Prayer: Lord God, the day of a new heaven and earth will be glorious beyond imagination. It will be awesome! Use me today and every day to make this earth a little more like the one to come. Amen.


Leave a comment

Praise, Honor, Glory, and Power

Reading: Revelation 5:11-14

Verse 13: “Then I heard every creature in heaven and on earth and under earth and on the sea, and all that is in them singing.”

In our passage from Revelation 5 we get a snippet of what it will be like in heaven. In John’s vision there is a huge group of angels encircling the living creatures and elders, singing to the Lamb of God, Jesus Christ. They elate the “one who was slain” as the one worthy to receive “power, wealth, wisdom, strength, honor, glory, and power.” This scene is quite the glorious assembly of worship!

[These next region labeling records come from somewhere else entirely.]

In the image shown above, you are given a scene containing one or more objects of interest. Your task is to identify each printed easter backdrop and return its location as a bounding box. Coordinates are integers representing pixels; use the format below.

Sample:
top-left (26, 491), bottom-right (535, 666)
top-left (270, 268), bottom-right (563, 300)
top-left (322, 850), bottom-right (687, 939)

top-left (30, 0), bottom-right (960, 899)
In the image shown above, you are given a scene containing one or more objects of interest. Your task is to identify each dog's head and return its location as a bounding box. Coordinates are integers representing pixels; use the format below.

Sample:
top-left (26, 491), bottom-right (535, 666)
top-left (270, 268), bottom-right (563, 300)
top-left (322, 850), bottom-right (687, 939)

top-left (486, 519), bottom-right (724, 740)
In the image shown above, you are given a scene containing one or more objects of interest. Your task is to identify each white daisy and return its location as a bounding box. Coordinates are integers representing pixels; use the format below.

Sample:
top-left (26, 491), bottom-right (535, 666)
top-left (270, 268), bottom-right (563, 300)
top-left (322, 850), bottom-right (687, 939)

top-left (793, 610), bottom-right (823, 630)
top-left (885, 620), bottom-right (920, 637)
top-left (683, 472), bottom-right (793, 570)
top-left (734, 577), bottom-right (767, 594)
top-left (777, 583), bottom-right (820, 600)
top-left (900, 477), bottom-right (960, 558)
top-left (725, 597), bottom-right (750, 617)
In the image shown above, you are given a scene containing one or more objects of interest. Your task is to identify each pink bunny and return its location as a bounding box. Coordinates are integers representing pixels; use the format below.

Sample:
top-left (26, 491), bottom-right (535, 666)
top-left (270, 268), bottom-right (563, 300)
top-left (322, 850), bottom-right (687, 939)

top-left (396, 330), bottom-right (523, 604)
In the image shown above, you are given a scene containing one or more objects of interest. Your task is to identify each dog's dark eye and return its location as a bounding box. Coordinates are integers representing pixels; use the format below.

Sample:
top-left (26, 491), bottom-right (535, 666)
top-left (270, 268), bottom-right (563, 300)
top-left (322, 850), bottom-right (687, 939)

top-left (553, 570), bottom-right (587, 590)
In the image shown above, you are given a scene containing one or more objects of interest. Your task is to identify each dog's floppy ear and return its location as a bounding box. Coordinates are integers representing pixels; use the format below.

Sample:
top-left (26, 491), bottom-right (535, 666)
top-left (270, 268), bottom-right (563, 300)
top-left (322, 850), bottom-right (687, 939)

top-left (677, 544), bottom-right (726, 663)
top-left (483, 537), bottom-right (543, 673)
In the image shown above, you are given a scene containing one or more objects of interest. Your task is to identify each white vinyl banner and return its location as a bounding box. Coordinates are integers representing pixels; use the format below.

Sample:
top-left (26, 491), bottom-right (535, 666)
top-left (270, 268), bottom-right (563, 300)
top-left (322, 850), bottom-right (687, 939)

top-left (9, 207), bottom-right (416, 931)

Then, in verse 13, we see that the congregation grows even larger. Here we read, “Then I heard every creature in heaven and on earth and under earth and on the sea, and all that is in them singing.” The heavenly host is joined by all of creation. Those people and creatures living on the earth, in the earth, on the sea, and in the sea join their voices to praise the Lamb on the throne. They offer Jesus Christ “praise and honor and glory and power forever and ever.” What an incredible scene of worship!

Sometimes I wonder if Jesus has not returned yet because there are lots of people to save and many parts of creation that are broken. Is our patient and loving God waiting until more of creation has come to know Jesus Christ as Lord and Savior, as redeemer and restorer? When I compare our world today to this vision in Revelation 5, I see a lot of people that would not praise the Lord. I also see a lot of creation that is broken – would this too struggle to lift voice in praise?

These thoughts call me to consider my role, my impact. They lead me to ask: Who can I share Jesus with today? And, how am I living on behalf of creation? These thoughts and questions call me to a way of living and being that invites others into the kingdom of God and that honors all that the Lord has made. Join me today in considering how we can live and be in ways that bring God the praise, honor, glory, and power.

Prayer: Lord God, use me today to share the good news of Jesus Christ. In all that I say and do today, may I first consider how it builds the kingdom and honors your creation. Amen.